5-1-5 assessments can be used to estimate the system that is most limiting to an athlete’s performance. These systems include 1) pulmonary, the lung’s ability to uptake, and transfer oxygen to the blood 2) cardiac, the heart’s ability to deliver oxygen rich blood to the muscle and get rid of metabolites and 3) skeletal muscle, the mitochondria’s ability to utilize oxygen in the working muscle Whole-body exercise requires multifaceted integration of biological systems in order to sustain locomotion, if one of these systems is inadequate then fatigue is imminent. In this post, I want to take a deeper dive into what could be responsible for a pulmonary limitation and what could be leading to fatigue in athletes with this limitation, a few papers are cited but the main one spurring this post is by Dempsey et al. 2006.
The start of exercise is accompanied by increases in heart rate and mean arterial pressure (MAP). These increases are due to decreased parasympathetic (rest and digest) and increased sympathetic (fight or flight) output (O’Leary 1993). This large increase in central nervous system (CNS) activation is primarily due to increases in mechanical and chemical signals originating from the contracting skeletal muscle deemed the metaboreflex. These signals are integrated via messenger neurons (type III and IV afferents) relayed to the brain resulting in a release of stimulatory hormones, epinephrine (E) and norepinephrine (NE).
The release of E and NE typically lead to a vasoconstriction (blood vessel constriction) response (Joyner et al. 2010). Remember, one important aspect to maintaining high intensity during prolonged exercise duration is proper loading, delivery, and utilization of oxygen to contracting skeletal muscle. In this context, CNS stimulation seems oxymoronic. If exercise results in higher CNS activation and higher CNS activation results in vasoconstriction then less oxygenated blood would be delivered to the working muscle. Luckily, the local environment of the skeletal muscle is able to override increases in sympathetic vasoconstriction (functional sympatholysis) in order to maintain adequate blood flow. This allows for specific continued perfusion of skeletal muscle even during high intensity exercise.
However, since there is a limited amount of blood in circulation, eventually the demand for oxygen outstrips the supply, resulting in a net negative oxygen balance at the working muscle. Simply, there isn’t enough blood to go around. In the case of some pulmonary limitations, respiratory muscles are demanding so much blood that they limit the perfusion of other working muscles. Dempsey et al. 2006 surmise that inspiratory muscles could be a MAJOR contributor to fatigue through repartitioning of blood flow away from locomotor muscles to respiratory muscles.

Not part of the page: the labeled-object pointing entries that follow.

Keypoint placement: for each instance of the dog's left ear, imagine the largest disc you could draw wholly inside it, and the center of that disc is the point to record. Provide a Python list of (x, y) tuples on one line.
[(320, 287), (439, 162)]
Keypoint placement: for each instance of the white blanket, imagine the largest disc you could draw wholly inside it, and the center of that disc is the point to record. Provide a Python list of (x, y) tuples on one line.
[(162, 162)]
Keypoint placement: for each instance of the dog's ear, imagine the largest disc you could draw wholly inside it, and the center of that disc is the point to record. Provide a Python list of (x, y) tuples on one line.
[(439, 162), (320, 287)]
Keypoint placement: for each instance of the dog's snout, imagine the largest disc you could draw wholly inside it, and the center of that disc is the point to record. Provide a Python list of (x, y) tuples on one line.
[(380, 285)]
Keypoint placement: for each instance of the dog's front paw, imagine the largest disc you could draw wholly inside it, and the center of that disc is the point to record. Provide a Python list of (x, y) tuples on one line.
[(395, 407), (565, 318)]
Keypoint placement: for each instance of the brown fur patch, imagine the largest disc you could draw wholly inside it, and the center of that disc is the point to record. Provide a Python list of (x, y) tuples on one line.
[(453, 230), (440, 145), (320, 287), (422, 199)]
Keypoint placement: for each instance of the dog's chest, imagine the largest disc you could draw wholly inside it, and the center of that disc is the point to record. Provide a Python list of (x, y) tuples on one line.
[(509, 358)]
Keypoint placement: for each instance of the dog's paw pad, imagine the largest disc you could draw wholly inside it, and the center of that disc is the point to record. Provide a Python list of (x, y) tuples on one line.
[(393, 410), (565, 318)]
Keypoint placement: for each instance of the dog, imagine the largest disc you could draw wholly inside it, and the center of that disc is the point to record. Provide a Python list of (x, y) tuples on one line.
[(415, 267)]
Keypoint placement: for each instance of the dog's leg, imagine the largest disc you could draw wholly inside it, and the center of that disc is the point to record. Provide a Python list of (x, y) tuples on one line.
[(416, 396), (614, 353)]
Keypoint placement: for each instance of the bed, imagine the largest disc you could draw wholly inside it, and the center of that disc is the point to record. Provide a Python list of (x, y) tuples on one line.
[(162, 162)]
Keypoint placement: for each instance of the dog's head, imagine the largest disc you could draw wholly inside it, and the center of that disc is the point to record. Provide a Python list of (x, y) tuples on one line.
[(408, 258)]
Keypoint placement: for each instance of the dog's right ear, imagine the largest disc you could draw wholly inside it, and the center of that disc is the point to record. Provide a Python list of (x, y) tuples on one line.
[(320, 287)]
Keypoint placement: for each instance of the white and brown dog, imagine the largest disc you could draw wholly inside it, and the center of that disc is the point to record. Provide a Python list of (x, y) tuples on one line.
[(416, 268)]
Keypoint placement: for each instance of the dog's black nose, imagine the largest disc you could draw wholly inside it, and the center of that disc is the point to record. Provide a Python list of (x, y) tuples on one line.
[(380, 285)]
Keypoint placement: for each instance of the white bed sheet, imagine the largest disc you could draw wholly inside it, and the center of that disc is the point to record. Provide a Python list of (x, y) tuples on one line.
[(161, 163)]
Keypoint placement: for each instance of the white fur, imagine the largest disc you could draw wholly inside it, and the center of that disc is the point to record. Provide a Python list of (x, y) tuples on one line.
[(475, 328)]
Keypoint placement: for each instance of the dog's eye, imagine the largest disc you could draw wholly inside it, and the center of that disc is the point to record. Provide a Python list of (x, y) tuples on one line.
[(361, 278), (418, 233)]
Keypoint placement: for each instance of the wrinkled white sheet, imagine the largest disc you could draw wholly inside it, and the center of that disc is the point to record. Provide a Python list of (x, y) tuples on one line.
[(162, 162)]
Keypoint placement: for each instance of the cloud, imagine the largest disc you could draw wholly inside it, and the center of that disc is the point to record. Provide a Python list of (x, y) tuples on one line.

This is because the inspiratory muscle metaboreflex increases global CNS activity resulting in a CNS signal that is too high for functional sympatholysis to overcome causing vasoconstriction decreasing blood flow to the working muscles.
In summary, the skeletal muscle is generally very good at locally overriding vasoconstriction in order to keep blood flow and oxygen delivery high during maximal exercise. However, in some pulmonary limited athletes, when exercise intensity gets too high, the inspiratory muscles (I.e. the diaphragm) are working so hard that their metaboreflex triggers further increases in CNS activity resulting in vasoconstriction in the working muscle. Note: From an applied standpoint it would be expected that during maximal exercise SmO2 would continue to decrease, while THb would show signs of a pulmonary limitation with a STEEP drop off in THb towards the very end of exercise (indicating a shunting of blood away from the working muscle).